Copyright © 2004, 2006, 2008 Gene Michael Stover. All rights reserved. Permission to copy, store, & view this document unmodified & in its entirety is granted.
fixme: Does not parse yyyymmddTHHMMSS Z god damn it all. Needs an overhaul. - gene 2006 April 8
fixme: Should also recognize partial dates, such as just the year or the year & the month without the day. - gene 2006 April
I needed a function to parse strings containing dates & return a Common Lisp UNIVERSAL TIME . While I was at it, I wrote a function to convert universal times to strings.
If you have a date-&-time string, such as ``Saturday, July 10, 2004, 6:45 PM PDT'', you can call my PARSE-TIME function to obtain the equivalent universal time. Here's an example:
lisp> (parse-time "July 10, 2004, 6:45 PM") 3298499100 lisp> (decode-universal-time *) 0 ; second 45 ; minute 18 ; hour 10 ; day 7 ; month 2004 ; year 5 T ; Daylight Stupid Time ??? 8 ; time zone lisp>
There is also a FORMAT-TIME function which converts universal times to text. It is the reverse of PARSE-TIME, & it's analogous to the Common Lisp function FORMAT . Here is an example of FORMAT-TIME in use:
lisp> (format-time nil "%H:%M on %A, %d %B" (get-universal-time)) "20:55 on Tuesday, 08 June" lisp>
%z (lower-case z) field.
The source code I describe in this article is released in accordance with the GNU Lesser General Public License.

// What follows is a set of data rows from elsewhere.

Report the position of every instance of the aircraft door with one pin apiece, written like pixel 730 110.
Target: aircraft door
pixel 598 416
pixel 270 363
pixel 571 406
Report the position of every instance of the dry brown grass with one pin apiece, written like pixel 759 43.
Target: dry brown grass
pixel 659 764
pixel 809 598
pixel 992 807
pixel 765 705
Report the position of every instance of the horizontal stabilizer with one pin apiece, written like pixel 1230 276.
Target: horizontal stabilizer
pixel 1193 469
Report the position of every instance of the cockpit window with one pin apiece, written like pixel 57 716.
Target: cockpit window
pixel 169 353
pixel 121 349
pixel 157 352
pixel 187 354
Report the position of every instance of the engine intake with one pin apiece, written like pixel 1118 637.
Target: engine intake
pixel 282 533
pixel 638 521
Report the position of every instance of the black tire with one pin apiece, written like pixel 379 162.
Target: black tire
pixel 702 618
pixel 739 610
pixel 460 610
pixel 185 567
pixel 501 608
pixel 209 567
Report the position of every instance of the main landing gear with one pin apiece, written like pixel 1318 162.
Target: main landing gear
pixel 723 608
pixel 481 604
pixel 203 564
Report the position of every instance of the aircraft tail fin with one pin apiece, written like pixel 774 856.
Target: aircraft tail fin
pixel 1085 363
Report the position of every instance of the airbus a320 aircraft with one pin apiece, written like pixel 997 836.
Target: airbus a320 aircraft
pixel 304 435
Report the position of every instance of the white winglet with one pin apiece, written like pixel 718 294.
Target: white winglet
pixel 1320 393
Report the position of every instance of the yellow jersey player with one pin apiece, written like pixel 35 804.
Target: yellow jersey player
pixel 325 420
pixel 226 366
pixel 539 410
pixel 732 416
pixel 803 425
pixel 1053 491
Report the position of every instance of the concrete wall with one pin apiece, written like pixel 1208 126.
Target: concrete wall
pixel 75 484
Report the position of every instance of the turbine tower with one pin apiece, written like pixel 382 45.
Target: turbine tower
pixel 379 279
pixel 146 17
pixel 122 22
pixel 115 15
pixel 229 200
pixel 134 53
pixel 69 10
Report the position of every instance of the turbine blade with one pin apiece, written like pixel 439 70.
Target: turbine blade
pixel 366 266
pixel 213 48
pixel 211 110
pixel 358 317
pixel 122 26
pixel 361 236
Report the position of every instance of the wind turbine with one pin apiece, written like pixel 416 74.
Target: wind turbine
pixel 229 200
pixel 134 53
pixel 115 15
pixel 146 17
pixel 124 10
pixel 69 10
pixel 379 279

This article is not covered by the Gnu Lesser General Public License. It is covered by its own copyright notice which is at the beginning of the article.
The source code I describe here is in these files1
Each of these source files is licensed according to the terms of the GNU Lesser General Public License.
To quickly test everything on your Lisp, download all the files, ``cd'' to that directory, run Lisp, & do this:
lisp> (load "loadall.lisp") ;; see commands about loading some files lisp> (check) ;; see list of test program names T
If CHECK returns NIL or dumps you into the debugger, my time formatter or parser doesn't work on your Lisp. Or maybe I broke it when making improvements. Let me know, & I'll see what I can do.
To see a table of some time strings in various formats & their parsed results (converted back to strings to you can read them), do this:
lisp> (demo)
Table 5 shows the output from DEMO.
The time.lisp file defines a package called CYBERTIGGYR-TIME & exports two functions & a bunch of data from it. The two functions are FORMAT-TIME & PARSE-TIME.
Use the FORMAT-TIME function to convert universal times to strings. There are also some global variables which might be useful when formatting times; they are described in Section 7.2.
To parse times, you just need the PARSE-TIME function. You might IMPORT it or call it by its full name: CYBERTIGGYR-TIME:PARSE-TIME.
fixme this entire section.
what it says now:
lisp> (asdf:operate 'asdf:load-op "cybertiggyr-time")
what it used to say:
When loading time.lisp, I recommend the symbolic pathname string ``CL-LIBRARY:COM;CYBERTIGGYR;TIME;TIME.LISP''. So you'd load it like this:
lisp> (load "CL-LIBRARY:COM;CYBERTIGGYR;TIME;TIME.LISP")
Or if you, like me, prefer explicitly translated logical pathnames, you'd do this:
lisp> (load
(translate-logical-pathname
"CL-LIBRARY:COM;CYBERTIGGYR;TIME;TIME.LISP"))
FORMAT-TIME is analogous to the Common Lisp function FORMAT . It's declaration looks like this:
;; in-package "CYBERTIGGYR-TIME" (defun format-time (strm fmt &optional (ut (get-universal-time)) (zone *format-time-default-zone*) (language *format-time-default-language*)) ...)
As with the FORMAT function, STRM identifies the destination of the function's output. It may be:
The FMT argument of FORMAT-TIME will most often be a string, but it may also be a list. It contains format fields & literals. It is described in detail in Section 7.1.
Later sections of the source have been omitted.